# Numbness in fingertips?



## pkster8235 (Mar 31, 2008)

so ive been playing for about 8 or 9 years.. lately i have been playing a lot more (2+ hrs, off and on throughout the day). i get some numbness in my finger tips.. not when i am playing.. at other times.
i only get it in the finger tips of my left hand (the hand that i use to make my chords).. 
it's kind of like a numbness but also kind of feels like they are asleep (you know, like when your leg or foot 'falls asleep'?)

has anyone else experienced this? i am trying to find out so that i know whether or not i should get tested for diabetes or something. 

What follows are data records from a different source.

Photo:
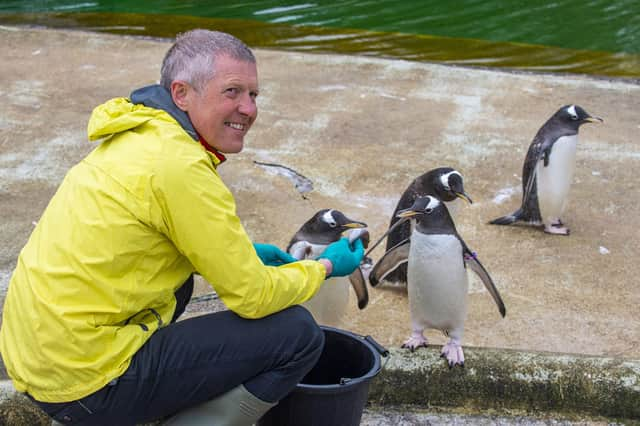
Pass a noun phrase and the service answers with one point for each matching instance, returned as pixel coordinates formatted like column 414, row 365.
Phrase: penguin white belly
column 437, row 282
column 554, row 181
column 453, row 207
column 330, row 303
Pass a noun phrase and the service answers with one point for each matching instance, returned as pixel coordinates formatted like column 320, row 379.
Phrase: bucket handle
column 379, row 348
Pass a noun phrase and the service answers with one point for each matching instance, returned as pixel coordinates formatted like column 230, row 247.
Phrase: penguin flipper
column 472, row 261
column 359, row 285
column 394, row 257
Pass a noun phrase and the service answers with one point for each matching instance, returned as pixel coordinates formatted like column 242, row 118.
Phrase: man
column 89, row 329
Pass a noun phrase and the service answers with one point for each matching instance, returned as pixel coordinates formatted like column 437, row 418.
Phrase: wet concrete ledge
column 504, row 381
column 493, row 382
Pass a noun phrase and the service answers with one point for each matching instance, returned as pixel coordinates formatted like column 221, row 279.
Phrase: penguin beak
column 464, row 196
column 406, row 214
column 354, row 225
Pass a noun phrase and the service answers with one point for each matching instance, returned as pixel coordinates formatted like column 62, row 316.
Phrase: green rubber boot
column 238, row 407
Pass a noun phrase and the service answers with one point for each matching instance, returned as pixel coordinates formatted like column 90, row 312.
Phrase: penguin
column 437, row 281
column 446, row 184
column 329, row 304
column 547, row 172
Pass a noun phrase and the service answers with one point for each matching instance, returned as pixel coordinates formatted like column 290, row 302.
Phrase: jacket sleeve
column 198, row 214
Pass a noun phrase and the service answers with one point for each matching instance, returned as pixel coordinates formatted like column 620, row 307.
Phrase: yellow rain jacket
column 125, row 229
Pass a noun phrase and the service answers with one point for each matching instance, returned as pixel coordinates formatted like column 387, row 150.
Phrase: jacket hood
column 121, row 114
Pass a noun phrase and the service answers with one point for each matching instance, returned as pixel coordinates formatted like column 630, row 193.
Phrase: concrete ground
column 361, row 129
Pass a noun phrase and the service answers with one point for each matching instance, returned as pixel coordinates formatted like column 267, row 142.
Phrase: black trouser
column 192, row 361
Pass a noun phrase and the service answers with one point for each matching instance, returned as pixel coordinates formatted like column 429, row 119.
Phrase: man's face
column 224, row 111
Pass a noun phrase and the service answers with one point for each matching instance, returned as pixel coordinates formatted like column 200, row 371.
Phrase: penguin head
column 431, row 216
column 327, row 226
column 450, row 186
column 574, row 116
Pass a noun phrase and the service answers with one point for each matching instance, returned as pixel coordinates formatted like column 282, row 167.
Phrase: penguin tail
column 508, row 219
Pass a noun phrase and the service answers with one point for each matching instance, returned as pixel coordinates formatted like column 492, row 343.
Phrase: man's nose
column 248, row 106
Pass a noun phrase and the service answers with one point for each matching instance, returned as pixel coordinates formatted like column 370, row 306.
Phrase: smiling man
column 89, row 327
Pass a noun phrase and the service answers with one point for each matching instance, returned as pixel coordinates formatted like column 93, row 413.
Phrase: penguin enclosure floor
column 361, row 130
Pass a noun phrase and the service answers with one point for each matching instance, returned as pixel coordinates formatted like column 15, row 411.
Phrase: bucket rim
column 373, row 371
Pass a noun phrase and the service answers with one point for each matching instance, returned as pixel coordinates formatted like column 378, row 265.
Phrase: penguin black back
column 564, row 122
column 445, row 183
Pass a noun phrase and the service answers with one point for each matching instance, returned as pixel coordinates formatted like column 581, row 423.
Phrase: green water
column 591, row 37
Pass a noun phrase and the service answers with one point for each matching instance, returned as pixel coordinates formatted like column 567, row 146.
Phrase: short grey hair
column 192, row 57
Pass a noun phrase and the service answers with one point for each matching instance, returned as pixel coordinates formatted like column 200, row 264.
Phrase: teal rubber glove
column 272, row 255
column 344, row 257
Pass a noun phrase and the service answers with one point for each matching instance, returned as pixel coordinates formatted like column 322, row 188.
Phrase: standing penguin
column 437, row 280
column 329, row 304
column 444, row 183
column 548, row 171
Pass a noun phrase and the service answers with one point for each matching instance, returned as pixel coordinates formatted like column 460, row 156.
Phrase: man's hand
column 344, row 257
column 272, row 255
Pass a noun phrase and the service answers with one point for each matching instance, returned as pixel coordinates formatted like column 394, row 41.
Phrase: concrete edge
column 493, row 380
column 503, row 381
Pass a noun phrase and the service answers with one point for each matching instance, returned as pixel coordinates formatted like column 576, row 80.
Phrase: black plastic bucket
column 335, row 391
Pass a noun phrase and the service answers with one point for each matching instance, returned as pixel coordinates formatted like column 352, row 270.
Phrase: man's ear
column 180, row 94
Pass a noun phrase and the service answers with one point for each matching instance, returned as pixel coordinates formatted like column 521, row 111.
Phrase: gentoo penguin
column 437, row 280
column 325, row 227
column 548, row 171
column 446, row 184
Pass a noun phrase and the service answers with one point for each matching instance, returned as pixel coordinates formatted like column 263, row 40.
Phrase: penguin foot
column 557, row 228
column 452, row 352
column 414, row 342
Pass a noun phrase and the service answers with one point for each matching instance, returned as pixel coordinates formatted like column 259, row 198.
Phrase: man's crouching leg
column 252, row 364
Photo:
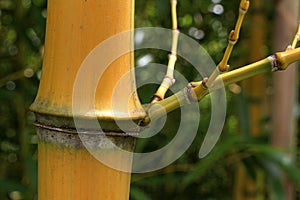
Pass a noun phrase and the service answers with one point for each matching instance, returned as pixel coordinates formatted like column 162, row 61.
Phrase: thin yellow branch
column 169, row 79
column 232, row 39
column 197, row 91
column 296, row 38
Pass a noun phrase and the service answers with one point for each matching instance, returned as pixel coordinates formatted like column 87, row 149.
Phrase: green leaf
column 136, row 193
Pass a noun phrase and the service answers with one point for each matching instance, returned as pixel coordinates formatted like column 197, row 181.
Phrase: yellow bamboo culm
column 232, row 40
column 66, row 170
column 169, row 79
column 296, row 38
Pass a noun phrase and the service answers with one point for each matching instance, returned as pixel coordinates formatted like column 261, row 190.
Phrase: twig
column 277, row 61
column 232, row 40
column 296, row 39
column 169, row 79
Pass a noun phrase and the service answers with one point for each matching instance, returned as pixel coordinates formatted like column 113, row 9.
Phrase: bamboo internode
column 66, row 169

my finger tips aren't sore but they are a little deformed.. just indents from the strings and very tough and rough callouses.


----------



## devnulljp (Mar 18, 2008)

Check your wrist position and tension in your hand/wrist when you play -- sounds like you might be starting off down the road to Carpal tunnel syndrome, which isn't fun. I'd go see a doc too to get checked for that if I were you. 
You don't want CTS.


----------



## fraser (Feb 24, 2007)

yup, what devnulljp said. could just be inflammation from repetitive use, but you dont want cts, thatll kill your playing.
ive had the numb fingertips thing several times, and once when both my hands where numb for about a month. never got it from playing tho, and for years id go on playing binges of up to 16 hrs a day.
mine was always caused by over-stressing them at work.
always went away, and since i stopped doing that kinda work its not come back.
id take it easy on the playing for a few days, and take ibuprofen.
read a good book or something.:smile:
look here- common for guitarists-
http://en.wikipedia.org/wiki/Repetitive_strain_injury


----------



## NB-SK (Jul 28, 2007)

Could also be stress related. See a doctor, it's the safe thing to do...and it's free.


----------



## xuthal (May 15, 2007)

NB-SK said:


> Could also be stress related. See a doctor, it's the safe thing to do...and it's free.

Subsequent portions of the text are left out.